As predictably as the sun rising in the East, the bosses for Iowa’s government unions and their liberal allies are warning of the sky falling and promising political retribution after Republicans passed collective bargaining reform. As they do whenever the power of union leadership is threatened, they insist the reformers are anti-worker, which is an odd argument to make given the new law will prohibit unions from automatically deducting dues out of worker paychecks and will give workers more rights to decide whether or not to be represented by a union at all.
Worker choice is always opposed by unions that claim to represent the interests of these same workers because this new freedom inevitably leads to workers choosing to stop paying union dues. This diminishes the political clout of union leadership which uses about 40 percent of member dues to support Democratic political candidates and left-wing causes that many, if not most, union members oppose. Contrary to the political threats issued by union bosses against supporters of reform, taxpayers, including many union workers, tend to reward politicians who take a stand against compulsory union membership.

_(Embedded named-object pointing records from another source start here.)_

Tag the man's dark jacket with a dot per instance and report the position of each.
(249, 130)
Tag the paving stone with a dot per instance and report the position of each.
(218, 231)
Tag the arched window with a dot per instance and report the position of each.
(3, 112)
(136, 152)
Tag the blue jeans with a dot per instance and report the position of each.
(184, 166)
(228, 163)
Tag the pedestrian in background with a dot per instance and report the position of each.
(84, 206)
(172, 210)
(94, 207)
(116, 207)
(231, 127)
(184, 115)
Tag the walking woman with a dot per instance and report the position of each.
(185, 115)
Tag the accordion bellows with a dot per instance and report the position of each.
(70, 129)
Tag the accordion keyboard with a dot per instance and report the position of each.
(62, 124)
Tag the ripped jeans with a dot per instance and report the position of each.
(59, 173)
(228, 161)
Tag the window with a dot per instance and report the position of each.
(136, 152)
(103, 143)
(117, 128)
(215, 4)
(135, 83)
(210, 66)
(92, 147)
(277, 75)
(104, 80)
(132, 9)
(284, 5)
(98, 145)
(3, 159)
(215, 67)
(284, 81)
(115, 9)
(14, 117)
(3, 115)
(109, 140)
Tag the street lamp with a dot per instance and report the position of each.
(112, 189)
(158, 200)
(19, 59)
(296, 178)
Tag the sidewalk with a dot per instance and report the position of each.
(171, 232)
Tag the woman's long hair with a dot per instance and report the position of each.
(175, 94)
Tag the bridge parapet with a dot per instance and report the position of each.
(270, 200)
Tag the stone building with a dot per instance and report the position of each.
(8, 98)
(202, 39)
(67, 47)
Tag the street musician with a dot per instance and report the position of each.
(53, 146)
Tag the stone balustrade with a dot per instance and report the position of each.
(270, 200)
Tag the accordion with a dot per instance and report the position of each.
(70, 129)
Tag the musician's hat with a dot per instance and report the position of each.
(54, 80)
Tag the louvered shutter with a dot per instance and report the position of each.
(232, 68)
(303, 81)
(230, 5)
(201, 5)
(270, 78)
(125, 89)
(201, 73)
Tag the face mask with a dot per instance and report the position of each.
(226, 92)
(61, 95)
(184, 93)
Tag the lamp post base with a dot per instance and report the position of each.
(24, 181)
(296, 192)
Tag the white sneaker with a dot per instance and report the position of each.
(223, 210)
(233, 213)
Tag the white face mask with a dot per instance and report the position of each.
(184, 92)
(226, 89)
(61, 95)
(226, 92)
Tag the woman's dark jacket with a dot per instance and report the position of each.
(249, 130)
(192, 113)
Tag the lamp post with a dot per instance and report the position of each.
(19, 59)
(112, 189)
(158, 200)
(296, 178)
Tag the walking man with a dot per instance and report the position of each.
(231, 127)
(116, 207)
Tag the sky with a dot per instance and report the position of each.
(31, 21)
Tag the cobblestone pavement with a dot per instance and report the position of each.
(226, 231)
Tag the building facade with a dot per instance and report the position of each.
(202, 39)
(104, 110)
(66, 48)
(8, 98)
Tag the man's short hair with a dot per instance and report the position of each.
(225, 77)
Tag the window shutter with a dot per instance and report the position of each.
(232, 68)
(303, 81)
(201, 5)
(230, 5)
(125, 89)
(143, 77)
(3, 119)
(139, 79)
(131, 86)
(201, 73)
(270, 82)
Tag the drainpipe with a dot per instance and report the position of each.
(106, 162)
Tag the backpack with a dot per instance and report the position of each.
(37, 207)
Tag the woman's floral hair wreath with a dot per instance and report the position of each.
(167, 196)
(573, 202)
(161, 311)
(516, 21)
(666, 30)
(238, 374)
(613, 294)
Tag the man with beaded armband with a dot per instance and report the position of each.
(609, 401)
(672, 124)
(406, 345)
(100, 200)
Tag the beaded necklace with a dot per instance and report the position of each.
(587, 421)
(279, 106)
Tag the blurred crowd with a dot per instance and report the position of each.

At Freedom Foundation, we know from our personal conversations with workers at their doorstep that most would prefer to keep the money they currently pay to their union rather than let the leadership spend it in support of politicians and causes with whom they disagree. Since we began informing workers in Washington State of their right to opt out of union dues, over 10,000 have chosen to do just that, costing the local SEIU more than $10 million that would otherwise be spent largely on partisan politicking.
Look no further than Wisconsin to witness the hollowness of the political threats made by the union bosses. Shortly after taking office with Republican majorities in 2011, Gov. Scott Walker set out to address the state’s budget crisis by reforming a major cost driver of the state’s enormous deficit – exploding public employee compensation, pensions and health care costs which was the inevitable result of collective bargaining between powerful government unions and the politicians they helped elect.
Liberals claimed Walker and his GOP allies had given them a political gift that would mobilize their base and return Democrats to power in Madison, so they attempted to send Walker packing in a recall election.
But a funny thing happened: Walker was reelected by a margin greater than his original victory. In the meantime, newly-empowered government employees chose to abandon the unions in droves. Private-sector workers followed suit after Walker and Republicans passed right-to-work legislation in 2015. Similar scenes were repeated in Michigan.
With their dues-financed political war chests decimated, union boss clout withered and Donald Trump became the first Republican since Reagan to win both states. And it was relatively strong support from union households that helped deliver those victories to Trump.
There’s a saying that good policy makes good politics. If that holds true in Iowa, Republican reformers can expect to be rewarded politically for standing up to union bosses who have for decades taken advantage of their members and the taxpayers in order to accumulate power in Des Moines.